As many of you will know I have been looking for this bullaun stone for quite some time and at last I've done so. I couldn't have done it without the help of without the help of a megalithomania visitor who was shown the stone by somebody and then mailed me with the info. Now, at last, this stone can be recorded along with all the other sites on megalithomania!
The single bullaun lies in the centre of a large, flat-topped earthfast boulder that measures at least 1.5m across. I can't say how big it is exactly because I could not find any of the edges. This is due to the density of the undergrowth that surrounds and threatens to bury the slab, the upper surface of which is at ground level. The 15cm diameter bullaun is not hemi-spherical, but very uneven.
It's a tricky one to find, but it is really great to know it is still there. Finding it has made my month and we're not even half way through it!
The original purpose of bullan stones is not really known, but they have an undisputable association with water and Brigid worship. A 'bullaun' is a deep hemispherical cup hollowed out of a rock. Bullaun Stone refers to the rock itself, which can have many bullauns in it, although many are single.
It is generally thought that they date from the Bronze Age, but I personally believe there is a much old provenance to them and that there is a relationship to prehistoric rock art, for a good example of this see Glassamucky Mountain (County Dublin).
Ritual use of some bullaun stones has continued well into the Christian period and many are found in association with early churches (The Deer Stone (Glendalough D) (County Wicklow) is just one of many at Glendalough (County Wicklow)) and holy wells. Their presence at so many early Christian sites, to me, places them as being of massive importance to the pre-Christian inhabitants of Ireland and something the church was very eager to assimilate.
The beautiful example at St Brigit's Stone (County Cavan) still has its 'cure' or 'curse' stones. These would be used to by a visitor turning them whilst praying for (or cursing) someboby.

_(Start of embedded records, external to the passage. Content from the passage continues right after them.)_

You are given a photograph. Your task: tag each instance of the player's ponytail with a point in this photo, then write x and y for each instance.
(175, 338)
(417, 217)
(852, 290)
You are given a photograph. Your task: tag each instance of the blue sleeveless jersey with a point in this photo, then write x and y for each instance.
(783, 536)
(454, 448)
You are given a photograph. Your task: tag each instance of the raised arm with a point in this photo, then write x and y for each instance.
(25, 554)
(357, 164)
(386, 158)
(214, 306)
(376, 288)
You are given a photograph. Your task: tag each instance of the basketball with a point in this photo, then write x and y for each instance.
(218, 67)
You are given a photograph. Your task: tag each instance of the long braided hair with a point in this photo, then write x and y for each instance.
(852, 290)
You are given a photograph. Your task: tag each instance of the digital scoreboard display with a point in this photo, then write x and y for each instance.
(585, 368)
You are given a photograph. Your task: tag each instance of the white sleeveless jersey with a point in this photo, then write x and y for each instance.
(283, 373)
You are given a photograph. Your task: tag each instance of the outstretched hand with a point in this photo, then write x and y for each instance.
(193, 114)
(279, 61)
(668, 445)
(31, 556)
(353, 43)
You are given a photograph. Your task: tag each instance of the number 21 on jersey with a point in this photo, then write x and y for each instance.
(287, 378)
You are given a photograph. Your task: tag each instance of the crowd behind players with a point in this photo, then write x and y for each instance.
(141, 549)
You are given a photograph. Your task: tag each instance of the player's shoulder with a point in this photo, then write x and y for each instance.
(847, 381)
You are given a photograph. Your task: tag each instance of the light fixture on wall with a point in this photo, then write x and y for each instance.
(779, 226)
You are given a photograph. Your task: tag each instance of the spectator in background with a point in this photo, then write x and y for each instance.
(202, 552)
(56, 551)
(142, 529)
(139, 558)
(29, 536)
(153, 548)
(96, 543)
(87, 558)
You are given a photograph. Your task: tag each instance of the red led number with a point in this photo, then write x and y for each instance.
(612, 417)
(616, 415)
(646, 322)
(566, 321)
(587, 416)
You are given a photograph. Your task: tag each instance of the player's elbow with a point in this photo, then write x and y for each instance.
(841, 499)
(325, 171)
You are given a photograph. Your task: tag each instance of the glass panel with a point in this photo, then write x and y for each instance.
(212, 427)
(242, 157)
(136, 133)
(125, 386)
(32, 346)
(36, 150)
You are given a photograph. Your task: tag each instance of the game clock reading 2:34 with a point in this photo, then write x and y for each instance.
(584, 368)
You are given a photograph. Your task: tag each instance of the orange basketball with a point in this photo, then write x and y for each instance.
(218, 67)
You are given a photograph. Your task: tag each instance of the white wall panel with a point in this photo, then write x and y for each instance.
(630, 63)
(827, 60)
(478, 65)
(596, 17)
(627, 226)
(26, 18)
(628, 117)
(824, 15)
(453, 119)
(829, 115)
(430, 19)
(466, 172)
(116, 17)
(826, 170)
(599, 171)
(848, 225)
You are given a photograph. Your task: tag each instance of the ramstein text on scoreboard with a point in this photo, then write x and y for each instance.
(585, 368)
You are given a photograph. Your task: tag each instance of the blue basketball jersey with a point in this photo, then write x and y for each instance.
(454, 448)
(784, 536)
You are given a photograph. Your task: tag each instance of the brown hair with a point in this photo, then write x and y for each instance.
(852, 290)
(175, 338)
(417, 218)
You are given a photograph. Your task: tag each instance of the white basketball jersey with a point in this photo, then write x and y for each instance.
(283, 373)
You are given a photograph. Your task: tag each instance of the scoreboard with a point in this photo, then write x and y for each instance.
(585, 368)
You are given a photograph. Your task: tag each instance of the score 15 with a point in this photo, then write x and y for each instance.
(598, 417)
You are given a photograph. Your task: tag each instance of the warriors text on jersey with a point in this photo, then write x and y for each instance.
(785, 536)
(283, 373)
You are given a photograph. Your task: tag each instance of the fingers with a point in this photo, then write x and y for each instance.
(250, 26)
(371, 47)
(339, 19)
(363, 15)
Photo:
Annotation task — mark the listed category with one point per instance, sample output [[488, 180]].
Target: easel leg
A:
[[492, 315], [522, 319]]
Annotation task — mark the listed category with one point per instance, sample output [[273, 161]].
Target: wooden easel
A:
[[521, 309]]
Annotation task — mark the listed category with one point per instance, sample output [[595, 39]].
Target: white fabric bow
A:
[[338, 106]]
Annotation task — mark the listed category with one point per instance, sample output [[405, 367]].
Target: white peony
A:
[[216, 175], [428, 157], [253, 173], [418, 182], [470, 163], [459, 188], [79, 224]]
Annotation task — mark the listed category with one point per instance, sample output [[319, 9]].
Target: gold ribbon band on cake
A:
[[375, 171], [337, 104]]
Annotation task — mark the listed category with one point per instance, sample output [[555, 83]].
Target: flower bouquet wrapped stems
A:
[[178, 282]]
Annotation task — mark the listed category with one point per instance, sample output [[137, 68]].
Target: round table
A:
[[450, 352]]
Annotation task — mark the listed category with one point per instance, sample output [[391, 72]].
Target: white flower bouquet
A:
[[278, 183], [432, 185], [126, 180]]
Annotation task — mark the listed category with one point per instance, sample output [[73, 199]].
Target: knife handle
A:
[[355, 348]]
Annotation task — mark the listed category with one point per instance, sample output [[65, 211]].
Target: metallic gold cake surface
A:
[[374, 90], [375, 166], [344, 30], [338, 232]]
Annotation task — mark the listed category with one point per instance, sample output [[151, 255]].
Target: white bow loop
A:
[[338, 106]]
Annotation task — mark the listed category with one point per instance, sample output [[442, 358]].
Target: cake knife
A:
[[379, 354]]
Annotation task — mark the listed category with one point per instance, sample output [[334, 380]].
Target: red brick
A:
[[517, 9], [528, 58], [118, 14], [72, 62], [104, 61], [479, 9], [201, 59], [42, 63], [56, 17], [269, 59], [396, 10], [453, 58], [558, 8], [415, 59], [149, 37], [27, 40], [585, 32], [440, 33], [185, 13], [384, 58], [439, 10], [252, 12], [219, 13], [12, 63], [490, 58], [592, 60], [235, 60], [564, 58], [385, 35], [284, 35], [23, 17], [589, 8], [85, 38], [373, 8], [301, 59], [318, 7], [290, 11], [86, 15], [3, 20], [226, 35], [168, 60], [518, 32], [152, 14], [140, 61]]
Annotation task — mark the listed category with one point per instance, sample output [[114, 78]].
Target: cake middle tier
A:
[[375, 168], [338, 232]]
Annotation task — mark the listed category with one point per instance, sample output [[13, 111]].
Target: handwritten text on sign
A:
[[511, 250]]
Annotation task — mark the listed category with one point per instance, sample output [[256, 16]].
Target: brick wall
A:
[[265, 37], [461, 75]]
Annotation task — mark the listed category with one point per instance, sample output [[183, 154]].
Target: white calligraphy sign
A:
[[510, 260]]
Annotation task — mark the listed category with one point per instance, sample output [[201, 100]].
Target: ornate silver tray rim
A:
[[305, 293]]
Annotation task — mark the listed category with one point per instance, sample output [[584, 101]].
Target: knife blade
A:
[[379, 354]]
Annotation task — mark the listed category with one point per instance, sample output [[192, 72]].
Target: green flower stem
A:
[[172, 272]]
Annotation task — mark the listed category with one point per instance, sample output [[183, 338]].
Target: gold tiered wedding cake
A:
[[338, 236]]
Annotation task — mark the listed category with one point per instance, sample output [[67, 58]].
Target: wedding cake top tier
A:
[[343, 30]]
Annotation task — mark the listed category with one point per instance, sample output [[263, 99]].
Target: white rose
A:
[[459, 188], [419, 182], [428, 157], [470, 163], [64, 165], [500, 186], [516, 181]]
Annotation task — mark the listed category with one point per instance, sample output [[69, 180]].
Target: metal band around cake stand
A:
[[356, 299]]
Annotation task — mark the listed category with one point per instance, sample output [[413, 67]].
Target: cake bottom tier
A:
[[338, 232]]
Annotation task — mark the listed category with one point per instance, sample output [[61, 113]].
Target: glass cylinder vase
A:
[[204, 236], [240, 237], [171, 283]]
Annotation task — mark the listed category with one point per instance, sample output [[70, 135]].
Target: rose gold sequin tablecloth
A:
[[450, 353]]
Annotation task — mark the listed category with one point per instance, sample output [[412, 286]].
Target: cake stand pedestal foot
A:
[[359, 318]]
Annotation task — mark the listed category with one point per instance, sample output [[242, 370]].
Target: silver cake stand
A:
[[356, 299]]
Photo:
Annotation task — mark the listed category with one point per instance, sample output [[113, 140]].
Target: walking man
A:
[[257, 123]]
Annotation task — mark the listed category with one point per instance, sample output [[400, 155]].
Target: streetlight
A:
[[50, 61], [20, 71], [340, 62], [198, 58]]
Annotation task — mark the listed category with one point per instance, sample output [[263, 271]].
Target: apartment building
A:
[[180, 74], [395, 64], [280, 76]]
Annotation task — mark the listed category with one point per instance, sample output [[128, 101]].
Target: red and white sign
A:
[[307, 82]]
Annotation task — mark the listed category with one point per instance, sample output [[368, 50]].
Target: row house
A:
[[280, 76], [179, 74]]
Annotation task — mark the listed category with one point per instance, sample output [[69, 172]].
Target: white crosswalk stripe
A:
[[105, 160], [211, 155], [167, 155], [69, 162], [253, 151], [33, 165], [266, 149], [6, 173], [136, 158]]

Follow the directions to Rathmichael church and round tower and park at the church. Walk back down the track to the gateway on the left. On the corner of this entrance furthest from the church is a large tree. The bullaun stone is in the hhedge directly opposite this tree, just 1.5m from the edge of the track. Good luck!
This is an explanation of (and a bit of a disclaimer for) the coordinates I provide.
Where a GPS figure is given this is the master for all other coordinates. According to my Garmin these are quite accurate.
Where there is no GPS figure the 6 figure grid reference is master for the others. This may not be very accurate as it could have come from the OS maps and could have been read by eye. Consequently, all other cordinates are going to have inaccuracies.
The calculation of Longitude and Latitude uses an algorithm that is not 100% accurate. The long/lat figures are used as a basis for calculating the UTM & ITM coordinates. Consequently, UTM & ITM coordinates are slightly out.
UTM is a global coordinate system - Universal Transverse Mercator - that is at the core of the GPS system.
ITM is the new coordinate system - Irish Transverse Mercator - that is more accurate and more GPS friendly than the Irish Grid Reference system. This will be used on the next generation of Irish OS maps.